Home | Courses | Bookstore | Services | Membership | SNU | Articles | Friends | Contact |
My Cart: 0 item(s).   

The Benefits of Exercise


Lack of activity destroys the good condition of every human being, while movement and methodical physical exercise save and preserve it.
Plato - 350 BC

Positive health requires a knowledge of man's primary constitution and of the powers of various foods, both those natural and those resulting from human skill. But eating alone is not enough for health. There must be exercise of which the effects must likewise be known. If there is any deficiency in food or excercise, the body will fall sick.
Hippocrates - 5th Century BC

The docter of the future will give no medicine, but will interest his patients in the care of the human frame, in diet, in the cuase and prevention of disease.
Thomas Edison

The health benefits of restoring one's vital capacity, wich is our ability to take up and use oxygen, is superior to any drug or medical treatment in excistence.

Dr. Walter Bortz

1. Resistance training has the potential to improve muscle strength and endurance, enhance flexibility and body composition, decrease risk factors for cardiovascular disease and improve glucose tolerance and insulin sensitivity.

2. Regular physical activity promotes beneficial physiological changes including lower resting and submaximal heart rate, increased stroke volume and cardiac output, enhanced oxygen extraction and lower resting and exercise blood pressure.

3. A strong inverse relationship has been shown to exist between physical fitness and mortality due to all causes. Major reductions in all-cause death rates are apparent with only modest increases in VO2max values of 6 METS (metabolic equivalent).

4. Numerous studies show that exercise protects your body by maintaining vital capacity and therefore maintaining adequate oxygenation of tissues.

5. Regular exercise will lower heart rate and blood pressure in almost everyone.

6. Average cholesterol levels in male and female bodybuilders and runners range between 158 mg/dl and 183 mg/dl. Sedentary men and women average over 200 mg/dl in their 30s and reach about 220 mg/dl by age 45.

7. Incidence of all forms of cancer is closely related with lack of physical fitness. Unfit men and women are 300% more likely to develop cancer! Exercise prevents cancers by regulation of estrogen and other sex hormones, which when left unchecked causes uncontrolled cell proliferation in the reproductive system.

8. The right exercise is a major strategy for preventing and treating ALL disease. Physicians who do not incorporate exercise into their treatment protocols are guilty of malpractice (but then how many physicians exercise themselves and how much money is there in the promotion of exercise compared to expensive drug therapy and surgery)?

9. Moving the body maintains and improves insulin function and can reverse decades of damage. Scientists have discovered that exercising moderately every day improves the function of insulin receptors. Intense training does it even better.

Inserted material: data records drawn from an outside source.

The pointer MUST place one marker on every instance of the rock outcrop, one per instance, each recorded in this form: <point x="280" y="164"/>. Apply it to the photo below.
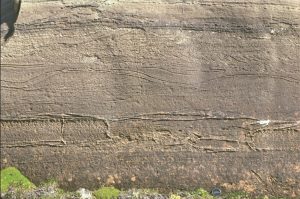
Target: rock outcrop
<point x="150" y="93"/>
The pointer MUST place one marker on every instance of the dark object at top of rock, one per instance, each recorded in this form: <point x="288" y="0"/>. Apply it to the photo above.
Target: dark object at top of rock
<point x="9" y="14"/>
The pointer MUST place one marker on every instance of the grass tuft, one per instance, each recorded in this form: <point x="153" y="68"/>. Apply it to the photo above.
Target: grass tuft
<point x="11" y="176"/>
<point x="107" y="193"/>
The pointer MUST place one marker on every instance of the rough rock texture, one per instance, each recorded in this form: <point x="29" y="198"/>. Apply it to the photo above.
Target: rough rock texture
<point x="150" y="93"/>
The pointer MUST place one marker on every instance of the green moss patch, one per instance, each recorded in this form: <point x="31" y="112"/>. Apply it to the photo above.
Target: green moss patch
<point x="11" y="176"/>
<point x="107" y="193"/>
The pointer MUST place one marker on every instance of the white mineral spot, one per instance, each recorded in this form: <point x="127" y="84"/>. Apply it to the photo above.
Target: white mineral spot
<point x="85" y="194"/>
<point x="263" y="122"/>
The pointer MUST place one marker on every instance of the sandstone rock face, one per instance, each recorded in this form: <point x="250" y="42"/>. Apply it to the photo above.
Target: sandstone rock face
<point x="151" y="93"/>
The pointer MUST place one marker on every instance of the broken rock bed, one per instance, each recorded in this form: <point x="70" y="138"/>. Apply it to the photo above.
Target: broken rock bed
<point x="154" y="94"/>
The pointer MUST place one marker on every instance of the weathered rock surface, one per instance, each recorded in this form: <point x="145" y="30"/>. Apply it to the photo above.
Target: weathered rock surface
<point x="150" y="93"/>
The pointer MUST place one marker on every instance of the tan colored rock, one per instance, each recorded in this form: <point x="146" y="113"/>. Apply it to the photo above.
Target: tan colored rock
<point x="178" y="94"/>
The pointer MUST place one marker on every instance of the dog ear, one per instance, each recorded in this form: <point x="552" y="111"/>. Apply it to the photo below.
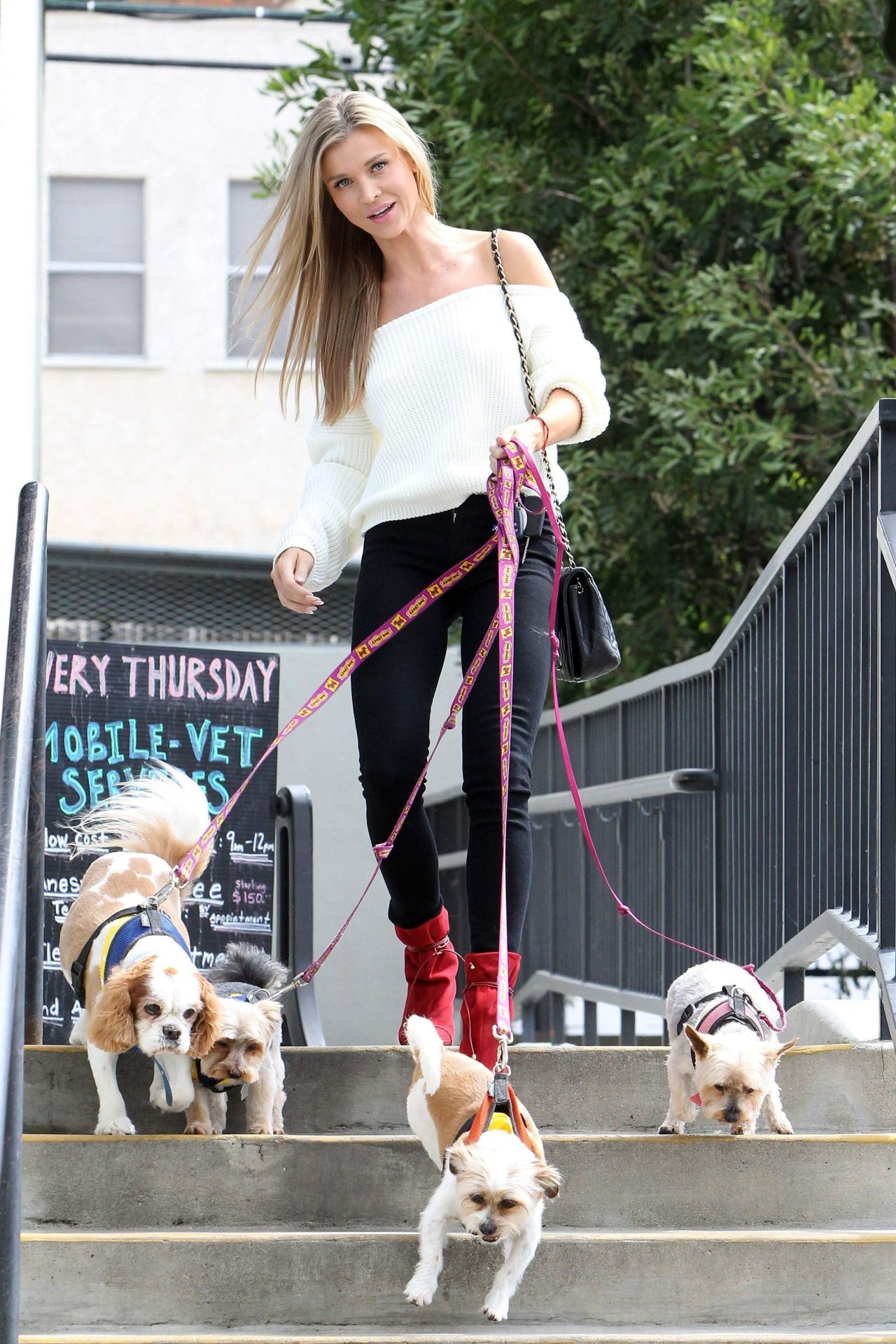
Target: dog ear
<point x="112" y="1019"/>
<point x="457" y="1158"/>
<point x="209" y="1023"/>
<point x="550" y="1180"/>
<point x="701" y="1044"/>
<point x="272" y="1012"/>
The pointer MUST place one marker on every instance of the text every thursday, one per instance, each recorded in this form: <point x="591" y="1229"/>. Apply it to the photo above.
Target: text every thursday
<point x="168" y="676"/>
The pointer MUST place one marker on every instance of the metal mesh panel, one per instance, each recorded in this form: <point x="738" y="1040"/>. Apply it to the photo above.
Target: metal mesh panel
<point x="146" y="597"/>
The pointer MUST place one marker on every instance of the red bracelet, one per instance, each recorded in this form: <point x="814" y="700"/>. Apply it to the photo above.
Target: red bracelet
<point x="547" y="432"/>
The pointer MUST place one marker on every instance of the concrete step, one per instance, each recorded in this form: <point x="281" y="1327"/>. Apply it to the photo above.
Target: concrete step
<point x="496" y="1335"/>
<point x="620" y="1182"/>
<point x="827" y="1089"/>
<point x="637" y="1280"/>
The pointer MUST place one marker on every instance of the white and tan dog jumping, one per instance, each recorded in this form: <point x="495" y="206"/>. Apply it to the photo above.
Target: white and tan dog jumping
<point x="133" y="974"/>
<point x="493" y="1187"/>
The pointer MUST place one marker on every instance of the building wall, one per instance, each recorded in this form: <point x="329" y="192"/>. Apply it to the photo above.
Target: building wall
<point x="174" y="448"/>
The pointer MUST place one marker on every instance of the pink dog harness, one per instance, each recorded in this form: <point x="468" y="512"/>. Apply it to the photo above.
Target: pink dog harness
<point x="727" y="1004"/>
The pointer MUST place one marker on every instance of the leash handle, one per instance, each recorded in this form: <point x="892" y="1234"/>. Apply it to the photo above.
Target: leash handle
<point x="503" y="491"/>
<point x="622" y="909"/>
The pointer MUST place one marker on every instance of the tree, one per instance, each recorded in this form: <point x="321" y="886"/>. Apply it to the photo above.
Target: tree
<point x="715" y="188"/>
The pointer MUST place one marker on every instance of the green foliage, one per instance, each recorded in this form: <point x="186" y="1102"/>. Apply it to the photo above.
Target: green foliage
<point x="713" y="186"/>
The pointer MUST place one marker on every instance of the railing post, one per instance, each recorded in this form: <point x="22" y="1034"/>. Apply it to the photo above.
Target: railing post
<point x="23" y="680"/>
<point x="293" y="925"/>
<point x="36" y="812"/>
<point x="886" y="715"/>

10. Exercise increases overall white cell counts in the blood including lymphocytes, interleukin 2 and neutrophils. Exercise strengthens immunity and improves resistance to all forms of damage, including decay, bacteria, viruses, toxins and radiation.

11. Maintaining good health and physical fitness directly enhances well-being, improves our immune system, enables us to participate more actively in life and research has shown that it can even prolong life. Staying active and healthy can even reduce the likelihood that you will need medical attention.

12. Exercise prevents fat buildup in the coronary arteries of the heart. The inner lining of arteries - the endothelium - secretes a chemical called nitric oxide (NO) that signals the blood vessels to relax when the heart needs more blood. Training keeps these endothelial cells in shape because fit people secrete more NO than those of sedentary control subjects. Dr. Stefano Taddei and co-workers from the University of Pisa, Italy, found that endothelial cells of fit people secrete more nitric oxide than those of sedentary control subjects.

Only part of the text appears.